O irracionalismo científico

Há um quê de herança ibérica no medo que este país tem do óbvio, do claro, do didático, do cartesiano. Tome-se a questão do câmbio. Monta-se o modelo e se comprova didaticamente que essa valorização do real vai produzir uma nova crise cambial daqui a algum tempo. A única maneira de refutar o modelo seria comprovando que, com o câmbio voltando aos níveis pré-crise, o superávit comercial se manteria nos níveis atuais ou cairia pouco. Senão, a conta externa não fecha sem capital volátil e aí haverá enorme possibilidade de nova explosão do câmbio.
O não-especialista olha o modelo e pensa: é muito simples para estar certo, não pode ser que algo tão óbvio passe desapercebido do pessoal do Banco Central e da Fazenda.
Aí vem o economista fast food e despeja afirmações risíveis, tipo: "Se Simonsen fosse vivo hoje em dia, jamais repetiria a máxima de que "inflação aleija, mas balanço de pagamentos mata", porque com o câmbio flexível não existe mais problema externo".
O país nem saiu ainda da crise externa do ano passado, os juros estão em níveis absurdos, a economia despenca em uma crise fantástica por conta da crise externa, nem se recompuseram as reservas cambiais, nem se conseguiu abrir mão da ajuda do FMI, mas o slogan cola por não estabelecer relações lógicas de causa e efeito. Não estabelecendo, entra-se no terreno mágico, fica "científico", porque estabelece uma relação a que o não-iniciado não consegue captar. Nem lhe passa pela cabeça que o sujeito não estabelece a relação porque ela não existe -e que nem psicografado Simonsen ousaria dizer tamanha asneira.

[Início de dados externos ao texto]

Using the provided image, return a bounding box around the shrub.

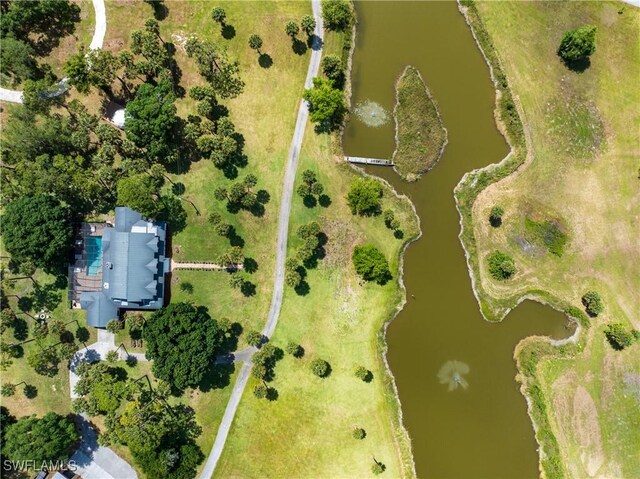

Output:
[604,323,636,351]
[107,319,122,334]
[352,427,367,439]
[371,461,387,476]
[211,7,227,25]
[352,245,391,284]
[487,250,516,281]
[311,359,331,378]
[247,330,262,348]
[285,342,304,358]
[347,178,383,215]
[356,366,373,383]
[105,351,120,363]
[0,383,16,397]
[558,25,597,63]
[582,291,604,317]
[253,383,267,399]
[489,205,504,228]
[322,0,353,31]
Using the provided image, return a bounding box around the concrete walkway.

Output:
[200,0,323,479]
[0,0,107,103]
[69,329,146,479]
[71,414,138,479]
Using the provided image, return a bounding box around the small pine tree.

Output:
[311,359,331,378]
[582,291,604,316]
[253,384,267,399]
[211,7,227,25]
[107,319,122,334]
[352,427,367,440]
[356,366,373,383]
[284,20,300,38]
[247,330,262,348]
[105,351,120,363]
[371,461,387,476]
[285,342,304,358]
[249,33,262,53]
[300,15,316,37]
[0,383,16,397]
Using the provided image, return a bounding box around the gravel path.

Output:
[200,0,323,479]
[0,0,107,103]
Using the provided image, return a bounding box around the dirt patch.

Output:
[552,371,605,477]
[320,219,362,268]
[572,386,604,477]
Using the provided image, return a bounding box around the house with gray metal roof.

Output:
[70,207,170,328]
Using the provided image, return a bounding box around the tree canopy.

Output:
[185,37,244,99]
[558,25,597,64]
[2,412,79,464]
[124,80,179,162]
[347,178,383,215]
[117,173,160,218]
[487,250,516,281]
[322,0,353,31]
[351,244,391,284]
[582,291,604,316]
[2,195,73,271]
[143,303,224,389]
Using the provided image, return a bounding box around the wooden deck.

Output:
[344,156,393,166]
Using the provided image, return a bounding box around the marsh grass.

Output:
[393,66,447,181]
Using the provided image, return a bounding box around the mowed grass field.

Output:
[216,26,418,477]
[105,1,311,346]
[473,2,640,477]
[0,264,96,417]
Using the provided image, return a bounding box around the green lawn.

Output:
[0,271,96,417]
[463,2,640,477]
[216,25,417,477]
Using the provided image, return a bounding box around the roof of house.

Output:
[80,207,169,327]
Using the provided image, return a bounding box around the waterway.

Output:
[343,1,570,479]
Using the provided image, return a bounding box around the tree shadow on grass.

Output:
[242,257,258,274]
[240,281,256,298]
[291,38,308,55]
[227,225,244,248]
[294,279,311,296]
[220,24,236,40]
[302,195,318,208]
[198,363,236,393]
[144,0,169,21]
[562,57,591,73]
[318,195,331,208]
[258,53,273,68]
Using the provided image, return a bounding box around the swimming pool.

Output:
[86,236,102,276]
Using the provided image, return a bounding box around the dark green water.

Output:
[344,2,570,478]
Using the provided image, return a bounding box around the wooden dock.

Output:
[344,156,393,166]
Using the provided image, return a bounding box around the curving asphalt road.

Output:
[200,0,323,479]
[0,0,107,103]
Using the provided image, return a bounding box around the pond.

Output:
[343,1,571,478]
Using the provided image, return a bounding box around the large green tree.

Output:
[142,303,224,389]
[558,25,596,64]
[352,244,391,284]
[347,178,382,215]
[322,0,353,31]
[185,37,244,99]
[2,412,79,464]
[303,77,347,131]
[124,81,179,162]
[2,195,73,271]
[117,173,161,218]
[0,37,38,84]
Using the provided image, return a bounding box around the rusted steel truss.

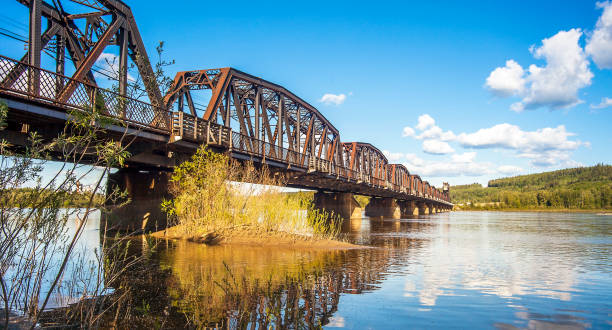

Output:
[7,0,162,107]
[164,68,343,170]
[0,0,450,203]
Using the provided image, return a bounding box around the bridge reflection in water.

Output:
[111,213,612,329]
[0,0,452,230]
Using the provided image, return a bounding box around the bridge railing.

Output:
[0,55,171,133]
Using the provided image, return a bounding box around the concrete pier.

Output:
[101,168,172,232]
[314,192,362,219]
[365,198,402,219]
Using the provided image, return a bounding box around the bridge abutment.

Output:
[417,202,429,215]
[314,192,362,220]
[397,201,419,218]
[365,197,402,219]
[101,168,172,232]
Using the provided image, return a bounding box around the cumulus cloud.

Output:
[415,125,455,141]
[402,126,415,137]
[497,165,523,175]
[591,97,612,109]
[485,60,525,97]
[404,154,425,166]
[404,152,495,180]
[451,151,476,163]
[400,114,584,168]
[415,114,436,131]
[319,93,346,105]
[457,124,589,166]
[585,1,612,69]
[423,140,455,155]
[485,29,593,112]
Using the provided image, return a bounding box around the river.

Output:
[37,212,612,329]
[98,212,612,329]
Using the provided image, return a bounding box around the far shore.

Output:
[453,209,612,215]
[150,226,368,250]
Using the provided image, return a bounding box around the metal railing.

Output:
[0,55,171,134]
[0,55,450,205]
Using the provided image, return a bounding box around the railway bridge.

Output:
[0,0,452,228]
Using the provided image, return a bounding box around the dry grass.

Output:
[162,147,340,240]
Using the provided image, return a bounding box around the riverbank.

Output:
[150,225,366,250]
[453,208,612,215]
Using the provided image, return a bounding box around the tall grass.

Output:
[162,146,340,238]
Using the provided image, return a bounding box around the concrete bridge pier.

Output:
[365,197,402,219]
[397,201,419,218]
[417,202,429,215]
[100,168,172,233]
[314,192,362,220]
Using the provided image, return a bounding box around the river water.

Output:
[111,212,612,329]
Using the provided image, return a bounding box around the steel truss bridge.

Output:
[0,0,452,222]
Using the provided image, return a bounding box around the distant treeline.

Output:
[450,164,612,209]
[0,188,105,208]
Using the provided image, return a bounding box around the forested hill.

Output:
[450,164,612,209]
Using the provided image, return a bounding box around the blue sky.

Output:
[0,0,612,185]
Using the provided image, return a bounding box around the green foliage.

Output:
[162,146,340,237]
[355,195,370,209]
[450,164,612,210]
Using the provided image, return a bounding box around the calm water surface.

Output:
[131,212,612,329]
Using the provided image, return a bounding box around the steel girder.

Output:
[164,68,343,166]
[342,142,389,186]
[10,0,162,107]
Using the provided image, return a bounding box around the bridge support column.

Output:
[314,192,362,220]
[365,197,402,219]
[397,201,419,218]
[417,202,429,215]
[100,168,172,233]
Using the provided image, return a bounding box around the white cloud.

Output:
[383,150,404,163]
[485,60,525,97]
[423,140,455,155]
[404,152,495,180]
[591,97,612,109]
[319,93,346,105]
[451,151,476,163]
[485,29,593,111]
[415,125,455,141]
[585,1,612,69]
[404,154,425,166]
[402,126,415,137]
[457,124,590,166]
[497,165,523,175]
[415,114,436,131]
[402,114,455,141]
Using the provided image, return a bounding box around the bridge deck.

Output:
[0,56,452,206]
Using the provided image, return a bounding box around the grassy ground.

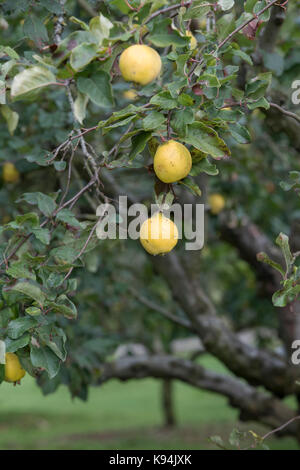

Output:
[0,358,298,450]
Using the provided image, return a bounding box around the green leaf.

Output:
[182,121,230,159]
[6,260,36,281]
[30,345,60,379]
[1,105,19,135]
[171,109,194,136]
[253,0,271,21]
[229,123,251,144]
[0,45,20,60]
[7,317,38,339]
[247,98,270,110]
[0,79,6,104]
[183,0,210,20]
[40,0,63,15]
[143,111,166,131]
[10,281,46,306]
[89,13,113,45]
[217,0,234,11]
[24,14,49,47]
[31,227,51,245]
[262,51,284,76]
[5,333,30,352]
[53,160,67,171]
[246,72,272,100]
[69,16,90,31]
[179,178,202,196]
[256,252,285,277]
[150,91,177,110]
[25,307,42,317]
[56,209,82,228]
[272,284,300,307]
[148,18,190,47]
[129,132,151,160]
[38,325,67,361]
[230,48,253,65]
[217,13,235,41]
[0,340,6,364]
[244,0,258,13]
[47,294,77,320]
[77,70,114,108]
[190,158,219,176]
[17,192,56,217]
[11,65,56,99]
[178,93,194,106]
[198,73,221,88]
[70,43,98,72]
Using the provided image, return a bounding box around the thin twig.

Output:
[54,0,65,44]
[262,416,300,441]
[189,0,278,77]
[269,101,300,123]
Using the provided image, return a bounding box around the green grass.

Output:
[0,358,298,450]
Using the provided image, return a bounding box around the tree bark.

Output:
[99,355,298,436]
[161,379,176,428]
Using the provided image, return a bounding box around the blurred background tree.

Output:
[0,0,300,450]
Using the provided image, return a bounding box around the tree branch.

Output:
[269,101,300,124]
[99,355,297,435]
[151,253,297,396]
[129,287,194,331]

Por que, mesmo depois da explosão cambial de 1999, o Brasil não escapou da maldição da vulnerabilidade externa? Porque desvalorizar o câmbio traz um custo político enorme. Por isso o BC limitou-se a administrar uma taxa de câmbio mais desvalorizada do que no primeiro governo FHC, embora insuficiente para equilibrar as contas, ainda mais depois que houve o estouro da bolha da Nasdaq e o atentado ao WTC.
A economia ingressou em 2002 submetida a essa vulnerabilidade, e o dólar explodiu. Deus provou ser brasileiro e jogou no colo do governo Lula uma ampla desvalorização cambial, cujo custo político foi bancado por FHC, mas cujos frutos seriam colhidos por ele, Lula, na forma de um enorme superávit comercial que praticamente eliminava a vulnerabilidade externa.
Havia custos adicionais a pagar. Um deles era a inflação, mas essa conta está sendo paga de qualquer modo. Aliás, muitos analistas apostavam que, com a queda de renda provocada pela própria inflação e sem mecanismos de indexação, era questão de paciência para aguardar a entrada da safra e a inflação refluir. O BC entrou em pânico e exagerou na dose.
A queda da inflação não foi proporcional à queda do dólar -nem costuma ser. Mais à frente, o câmbio terá que ser novamente desvalorizado. Só que, aí, a conta política será paga pelo governo Lula. Haverá novo surto inflacionário, exigindo nova alta dos juros. E o país terá perdido mais um mandato sem conseguir sair do lugar.